Владимир Петрович в Институте истории быстро завоевал уважение коллег. О начале его работы в Институте рассказывает академик Ю.А.Поляков: "Владимир Петрович обладал научной самостоятельностью, собственным видением исторического процесса, умением давать оригинальные, а не заимствованные оценки явлениям и событиям. Добавим к этому твердость в отстаивании своих взглядов, и мы получим совокупность качеств, без которой не может быть крупного ученого. Все эти качества проявились у Владимира Петровича с первых шагов в науке. Придя в Институт истории, он стал работать в большом и сильном коллективе авторов и редакторов VIII тома Истории СССР, посвященном 1921 -1932годам.

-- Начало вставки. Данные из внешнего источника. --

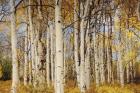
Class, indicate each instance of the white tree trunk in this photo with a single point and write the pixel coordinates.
(96, 53)
(82, 48)
(87, 59)
(32, 63)
(48, 56)
(52, 52)
(26, 60)
(59, 48)
(15, 74)
(76, 45)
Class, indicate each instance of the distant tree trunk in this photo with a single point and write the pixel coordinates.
(138, 10)
(82, 47)
(96, 44)
(48, 56)
(87, 58)
(26, 65)
(76, 44)
(52, 51)
(15, 73)
(102, 65)
(31, 64)
(59, 48)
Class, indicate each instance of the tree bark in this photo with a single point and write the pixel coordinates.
(59, 48)
(15, 73)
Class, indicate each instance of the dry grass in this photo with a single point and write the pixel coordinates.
(70, 88)
(5, 86)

Над томом в качестве авторов и редакторов трудились такие маститые ученые, как А.А.Воронецкая, Э.Б.Генкина, Р.П.Дадыкин, В.П.Данилов, А.Е.Иоффе, М.П.Ким, В.М.Курицын, А.А.Матюгин, В.И.Попов, С.И.Якубовская. А Дмитренко был всего лишь младшим научным сотрудником без степени – "эмэнэсом". Но он смотрел без всякой опаски на звания и авторитеты, смело выступал с критическими замечаниями по авторским текстам, давал дельные советы, высказывал соображения концепционного порядка. Не всегда я, как редактор тома, соглашался с его суждениями, но, как и большинство коллег, высоко оценивал логичность и доказательность высказываемых взглядов, эрудицию, искреннюю заинтересованность в общем деле (а не стремление "показать себя", "выдвинуться", как это часто бывает у молодых научных работников) и, главное, повторю, – самостоятельность научного мышления.

При этом у Владимира Петровича не было ни капли зазнайства. Он работал добросовестно, упорно, показывая пример трудолюбия и чувства ответственности – касалось ли это проверки цитат и вычитки верстки или собственной авторской работы. Активно участвуя в подготовке VIII тома, Дмитренко начал и успешно завершил написание кандидатской диссертации. Он вырастал, как историк, на глазах, превращаясь из "эмэнэса" в серьезного ученого.

В предисловии к VIII тому отмечено его участие не только в качестве бригадира, но и как автора и редактора ряда разделов. VIII том увидел свет в конце 1967 года. А в начале того же года Владимир Петрович защитил кандидатскую диссертацию".